Storage for user data vs feed cache
Post DB is durable, multi-region, write-once. Feed cache is rebuildable, single-region per user, eviction-tolerant. Conflating them (e.g., storing all feeds in DynamoDB with full content) is a common interview anti-pattern - candidates over-design for durability what doesn't need it.
Ranking complexity vs latency
Each ML signal added to ranking costs 5-20ms. Budget tightly. Many high-leverage signals can be precomputed offline (user-author affinity matrix) so online lookup is constant-time. Real-time signals (last-minute engagement) are worth their cost only if they materially improve outcomes - measure.
The "newsfeed" is actually three different products
A reverse-chronological friend feed (close ties), a ranked engagement feed (broader network), and an editorial feed (trending content). Modern apps blend all three. At interview level, design the engagement feed and acknowledge the others exist.
Common follow-up questions
Be ready for at least three of these. The first one is almost always asked.
- ?How would you handle a network partition between data centers during a fanout?
- ?What's the user experience if the feed cache is completely cold?

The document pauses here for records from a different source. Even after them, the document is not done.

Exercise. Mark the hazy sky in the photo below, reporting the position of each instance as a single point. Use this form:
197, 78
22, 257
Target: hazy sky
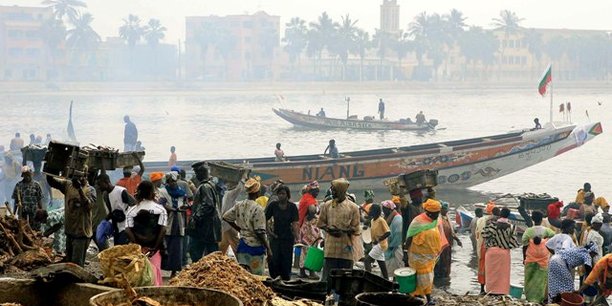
586, 14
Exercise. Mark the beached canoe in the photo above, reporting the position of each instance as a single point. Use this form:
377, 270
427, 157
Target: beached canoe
460, 163
316, 122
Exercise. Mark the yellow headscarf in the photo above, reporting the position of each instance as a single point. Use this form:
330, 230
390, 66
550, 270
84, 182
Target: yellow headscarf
252, 185
601, 202
432, 205
341, 185
156, 176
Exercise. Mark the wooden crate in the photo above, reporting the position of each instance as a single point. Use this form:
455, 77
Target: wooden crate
420, 179
227, 172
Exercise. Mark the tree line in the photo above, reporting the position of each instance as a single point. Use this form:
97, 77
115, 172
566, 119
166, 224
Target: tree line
341, 50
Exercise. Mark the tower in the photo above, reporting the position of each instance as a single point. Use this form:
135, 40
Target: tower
389, 16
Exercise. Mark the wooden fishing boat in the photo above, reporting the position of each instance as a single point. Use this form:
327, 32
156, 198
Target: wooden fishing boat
316, 122
460, 163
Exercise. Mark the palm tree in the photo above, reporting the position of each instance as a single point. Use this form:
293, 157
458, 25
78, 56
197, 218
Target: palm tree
345, 41
154, 32
82, 40
82, 36
296, 38
509, 22
65, 8
402, 46
363, 43
533, 40
131, 30
383, 40
320, 35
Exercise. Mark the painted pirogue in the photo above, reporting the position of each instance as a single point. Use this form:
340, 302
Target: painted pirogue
461, 163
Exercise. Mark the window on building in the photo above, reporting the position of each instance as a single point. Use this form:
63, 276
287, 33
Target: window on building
14, 33
31, 34
32, 53
15, 52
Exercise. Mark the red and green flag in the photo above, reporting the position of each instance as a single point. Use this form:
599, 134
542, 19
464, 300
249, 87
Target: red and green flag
546, 79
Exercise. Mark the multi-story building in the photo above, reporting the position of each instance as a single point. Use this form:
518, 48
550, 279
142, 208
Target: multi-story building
24, 54
232, 48
389, 16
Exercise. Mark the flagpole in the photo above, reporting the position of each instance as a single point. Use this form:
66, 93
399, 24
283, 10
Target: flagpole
551, 104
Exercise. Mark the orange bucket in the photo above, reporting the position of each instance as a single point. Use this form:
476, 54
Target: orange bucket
571, 299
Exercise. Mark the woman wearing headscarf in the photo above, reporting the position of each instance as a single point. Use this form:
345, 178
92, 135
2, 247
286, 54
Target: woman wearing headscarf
535, 256
339, 219
380, 233
394, 255
442, 269
249, 218
601, 275
499, 239
561, 266
424, 245
173, 198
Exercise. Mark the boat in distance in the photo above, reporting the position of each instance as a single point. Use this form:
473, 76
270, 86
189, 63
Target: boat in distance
460, 163
319, 122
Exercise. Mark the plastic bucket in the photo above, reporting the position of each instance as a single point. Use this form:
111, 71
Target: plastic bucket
386, 299
406, 278
314, 259
571, 299
516, 291
169, 296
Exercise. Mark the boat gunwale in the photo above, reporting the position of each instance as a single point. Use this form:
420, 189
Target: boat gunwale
290, 116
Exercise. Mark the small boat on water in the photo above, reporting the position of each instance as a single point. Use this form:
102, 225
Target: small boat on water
352, 123
460, 163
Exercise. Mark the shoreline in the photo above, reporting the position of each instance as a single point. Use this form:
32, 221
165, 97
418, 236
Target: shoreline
199, 88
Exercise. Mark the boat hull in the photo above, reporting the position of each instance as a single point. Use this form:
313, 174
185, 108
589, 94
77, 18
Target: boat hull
461, 164
316, 122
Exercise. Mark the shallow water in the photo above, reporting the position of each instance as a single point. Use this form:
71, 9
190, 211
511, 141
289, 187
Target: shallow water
242, 124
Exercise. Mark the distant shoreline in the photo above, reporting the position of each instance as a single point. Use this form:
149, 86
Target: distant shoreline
199, 88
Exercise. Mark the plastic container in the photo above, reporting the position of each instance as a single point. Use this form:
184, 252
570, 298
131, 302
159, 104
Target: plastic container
406, 278
348, 283
385, 299
314, 258
571, 299
516, 291
169, 296
573, 213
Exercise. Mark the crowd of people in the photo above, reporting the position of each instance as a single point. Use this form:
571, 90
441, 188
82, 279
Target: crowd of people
178, 220
558, 244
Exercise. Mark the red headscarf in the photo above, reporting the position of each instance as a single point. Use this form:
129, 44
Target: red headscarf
554, 210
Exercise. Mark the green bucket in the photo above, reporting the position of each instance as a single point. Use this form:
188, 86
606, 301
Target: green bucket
314, 259
406, 278
516, 291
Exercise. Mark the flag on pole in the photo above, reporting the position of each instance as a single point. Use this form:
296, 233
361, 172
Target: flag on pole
546, 79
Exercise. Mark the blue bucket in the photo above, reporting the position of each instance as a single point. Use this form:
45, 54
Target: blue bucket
516, 291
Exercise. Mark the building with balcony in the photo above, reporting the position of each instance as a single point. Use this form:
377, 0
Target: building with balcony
232, 48
24, 52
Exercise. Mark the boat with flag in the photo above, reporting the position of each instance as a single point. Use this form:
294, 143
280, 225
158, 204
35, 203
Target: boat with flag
352, 123
460, 163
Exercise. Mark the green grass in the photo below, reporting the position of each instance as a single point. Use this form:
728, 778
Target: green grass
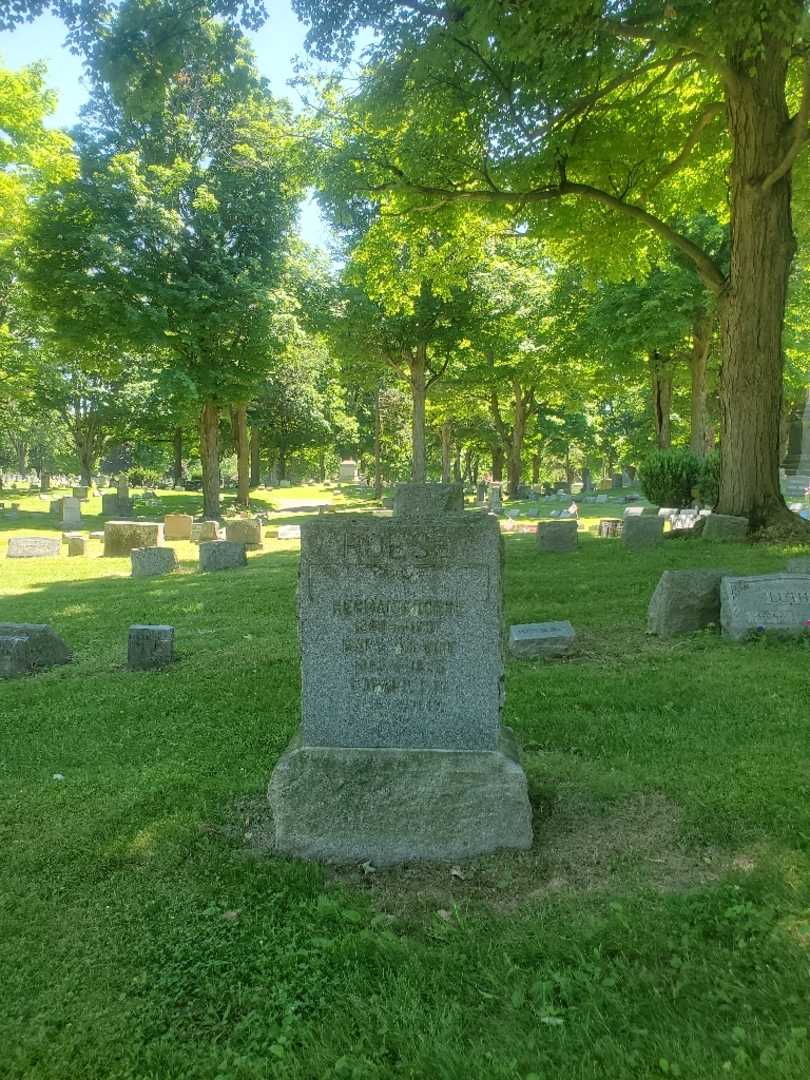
661, 926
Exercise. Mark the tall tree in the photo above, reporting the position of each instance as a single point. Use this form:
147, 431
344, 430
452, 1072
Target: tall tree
633, 108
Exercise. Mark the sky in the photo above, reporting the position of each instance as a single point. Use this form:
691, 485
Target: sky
277, 45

- ?How do you A/B test ranking model changes safely?
- ?What changes if the product wants real-time push notifications for top posts?
- ?How would you support muted accounts and content filters efficiently?
- ?What's your strategy for detecting and demoting low-quality / spam posts?
- ?How do you scale fanout if 1% of users are now celebrities (vs 0.01%)?
- ?What does the migration look like if we want to switch from chronological to ML-ranked?